When I hear a conversation about credit being tied to an edcamp, or credit offered to educators who attend, I cringe.

Please, Please, Please! Do NOT kill my passion!

Edcamps are FREE. Edcamps are Voluntary. And what you find at any edcamp you attend, are passionate educators who WANT to be there. Everyone may not have the same opinions, roles in the education system, or home state; but everyone has an unquenchable desire to learn, grow, and are motivated to be there by the same thing – the student!

Attaching credit, hours, or monies to attendance at edcamps taints the intent and motivation of those who attend. Some attendees may be forced by administration to be there, or are motivated extrinsically instead of intrinsically. It could also have the potential to alter the structure of edcamps. For instance, would there be a sign-in sheet at each session, a track designed for certain credits, follow-up homework to complete, or a signature required by an organizer to prove you were there? No longer would you be able to vote with your feet, attendance for each session would be tracked. When sanctions are added to edcamps, the once grass-roots movement shifts ownership of the learning from the educator to the credit-disperser.

“External rewards and punishments – both carrots and sticks – can work nicely for algorithmic tasks. But they can be devastating for heuristic ones.” (Daniel Pink, Drive).

Daniel Pink’s book, Drive, was one of my favorite reads last summer. I often refer back to his quotes and images when discussing motivation and reward systems.  In one example, he describes an artist who finds it difficult to complete a contract, commissioned by a large business who wanted specific design elements, colors, and materials used in the piece. It was not because the artist lacked skill or time, in fact, her passion was squashed because of the money attached to it. When money is in the picture, it greatly affects everything like the business or the person. With that, in case you need an informative post concerning the process of lending money and its broker, look for loanovao.co.uk. It is the same reason I caution educators against grading genius hour projects or passion-based learning.
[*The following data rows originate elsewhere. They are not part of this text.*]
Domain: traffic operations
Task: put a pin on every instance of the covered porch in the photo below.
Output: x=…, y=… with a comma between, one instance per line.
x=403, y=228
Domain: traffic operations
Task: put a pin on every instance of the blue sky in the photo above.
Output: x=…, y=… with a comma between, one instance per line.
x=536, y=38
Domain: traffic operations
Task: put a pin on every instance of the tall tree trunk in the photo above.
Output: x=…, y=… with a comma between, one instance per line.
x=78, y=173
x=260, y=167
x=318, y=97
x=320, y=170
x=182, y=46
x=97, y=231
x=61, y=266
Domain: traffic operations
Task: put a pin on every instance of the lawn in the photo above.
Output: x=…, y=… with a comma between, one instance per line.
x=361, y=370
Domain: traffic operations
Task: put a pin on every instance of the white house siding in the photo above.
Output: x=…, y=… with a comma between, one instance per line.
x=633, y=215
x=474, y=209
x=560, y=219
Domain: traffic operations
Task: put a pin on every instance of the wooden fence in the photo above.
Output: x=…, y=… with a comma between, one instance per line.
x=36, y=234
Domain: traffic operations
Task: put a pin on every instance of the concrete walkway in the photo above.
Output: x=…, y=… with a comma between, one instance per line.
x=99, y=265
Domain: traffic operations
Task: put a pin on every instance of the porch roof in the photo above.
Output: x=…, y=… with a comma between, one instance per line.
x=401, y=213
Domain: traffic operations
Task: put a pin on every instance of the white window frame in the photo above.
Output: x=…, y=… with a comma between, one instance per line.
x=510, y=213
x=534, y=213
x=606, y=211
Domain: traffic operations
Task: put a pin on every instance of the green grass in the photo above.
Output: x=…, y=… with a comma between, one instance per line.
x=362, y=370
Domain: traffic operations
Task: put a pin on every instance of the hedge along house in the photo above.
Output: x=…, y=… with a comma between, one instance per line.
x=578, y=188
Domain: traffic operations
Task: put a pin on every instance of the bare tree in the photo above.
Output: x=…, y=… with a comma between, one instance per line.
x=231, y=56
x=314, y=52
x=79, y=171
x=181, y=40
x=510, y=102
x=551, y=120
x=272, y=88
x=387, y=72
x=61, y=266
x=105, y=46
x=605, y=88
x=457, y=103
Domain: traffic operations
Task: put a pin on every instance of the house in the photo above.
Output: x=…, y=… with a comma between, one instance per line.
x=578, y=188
I would hate to be the one that killed a student’s passion. Payday loan with no broker loansstores are usually very easy to deal with. They have convenient hours that are typically more flexible than what you’ll find with a bank. For example, they might stay open until eight o’clock at night so that you can deal with them, have email and phone support and some even have live chat. This makes it easy for you to get payday or cash advance loans and easier to make your repayments on time.

Edcamps are heuristic, not algorithmic, and just as Pink suggests in his book, rewarding or punishing an educator based on their attendance and learning at an Edcamp could lead to devastation, not only for the individual, but for the edcamp concept that drives 100s of educators each weekend to attend.

Please, don’t Kill my passion, I have EdcampIowa coming up and can’t wait to learn, share, and grow with passionate educators from around the state!